Gateway to Congo

Gateway to Congo


Goma is an odd place – Congo’s great eastern gateway, a half-town of walled enclosures, sandwiched between the Scylla and Charybdis of the methane gas bubbling away in Lake Kivu’s deep cauldron, and the red fire of the towering Mount Nyiragongo.  Most of their houses are built on the lava flows that marked the last conversation between the two in 2002 – leaving roads so bumpy that cars and motorbikes are reduced to walking pace.   At night, this glowing watchtower burns red above the walled enclosures, and the rumour is about that another eruption is due in the next few months. Closer to this open wound, refugee camps sprawl into the highlands, emanating a mix of horrifying observations and inspiring stories – even the people who have worked here their whole lives still can’t make up their minds.

Inside our own walled enclosure, I write perched comfortably on our set of matching zebra print sofas, underneath a set of faux columns – part of the well-documented and bizarre extravagancies of Mobutu’s upper classes.  Behind the columns, every wall is painted a different bright colour, and I try hard to imagine that we are not in a badly-made set for a low budget erotic film.   Expatriate extravagance extends to drivers, guards, cooks and cleaners, which takes some getting used to – the aid industry certainly brings money and employment to Goma and the surrounding areas.  At work or in the house, everyone calls each other ‘Papa’ or ‘Mama’, bringing a familial intimacy to the whole community.  Outside the gates, and chances are you will see someone riding over the lava on a Chinese motorbike wearing a leopard-print hat. Go a little further, past the boys selling cigarettes, and you will end up on a winding road round the small coves of Lake Kivu, that could be a Mediterranean coastline, were it not for the soldiers and their guns – another of Kivu’s many contradictions of danger and beauty, energy and resignation.

Goma is the head office for all of our operations in country – managing monthly medical supervisions and medical supplies; trainings; and construction projects for some 200 health centres in East and Central Congo.  In Logistics we buy what we can in the field, and ship anything that cannot, from Goma, Kisangani, or even Kenya and Europe – in particular construction materials, vehicles and repairs, it and comms equipment, and a lot of drugs for the clinics.  All arrangements are made in slow, formal French, one of the only ties across the expanse of jungle from to Kinshasa on the Atlantic coast.

Under pressure from all angles, the logistics team were recalled back from their various field bases for a logistics workshop to address how best we could support a short-staffed programmes team.  In doing so, of course, we had left these teams in the field with far less support.  The workshop itself was derailed by a combination of drunk FARDC soldiers, and a shouting match between one ex-military logistician and his ex-jailhouse counterpart.  It seemed to be a good demonstration of Goma’s frustration – built on a lack of permanence, a fluidity, anonymity and hedonism that real life can hide behind, with irony in abundance: soldiers and aid workers indulge together in the brothels in the back rooms of reputable international hotels.

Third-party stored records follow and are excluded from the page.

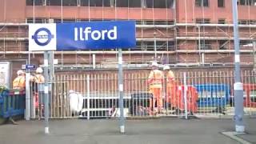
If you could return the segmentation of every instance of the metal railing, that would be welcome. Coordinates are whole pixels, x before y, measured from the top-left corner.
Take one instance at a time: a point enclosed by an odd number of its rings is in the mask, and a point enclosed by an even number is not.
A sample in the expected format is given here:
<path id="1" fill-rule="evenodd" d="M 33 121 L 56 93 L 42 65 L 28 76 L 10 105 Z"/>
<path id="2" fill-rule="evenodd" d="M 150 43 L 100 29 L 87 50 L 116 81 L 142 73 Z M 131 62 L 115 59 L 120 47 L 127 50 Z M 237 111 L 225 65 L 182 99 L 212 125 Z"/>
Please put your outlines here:
<path id="1" fill-rule="evenodd" d="M 148 73 L 125 73 L 125 117 L 234 115 L 232 71 L 174 74 L 175 81 L 168 84 L 165 79 L 161 98 L 156 98 L 148 90 Z M 254 116 L 256 114 L 255 72 L 242 71 L 242 74 L 245 115 Z M 50 83 L 50 116 L 52 118 L 119 116 L 118 74 L 114 72 L 56 74 Z M 157 109 L 158 102 L 153 104 L 154 100 L 162 102 L 160 110 Z M 38 102 L 34 108 L 36 109 L 34 118 L 43 117 L 43 104 Z"/>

Keen to escape this moral onslaught, I was quick to volunteer for my first field trip –across the old front line a small base at Rutshuru, occupied by two expat managers and a large team of Congolese, in order to investigate the pilfering of medication from the warehouse and clinics.  The drive took us on the high plains above Goma, the lava flows still breaking the path of the old roads, through the refugee camps built on them, and then down into the jungle through the swathes of jostling vegetable sellers.  The road was lined with bored government soldiers, and we were escorted the final few miles by a compulsory UN escort.  As the heavens opened, five large UN soldiers fought to squeeze their armour and weaponry into three very small covered seats.  Inside the Rutshuru base, the evening quiet was punctured by the sound of gunfire in the market a few hundred metres away, as the CNDP rebels tried to move the stalls further down the road for some unknown reason – apparently very normal in Rutshuru.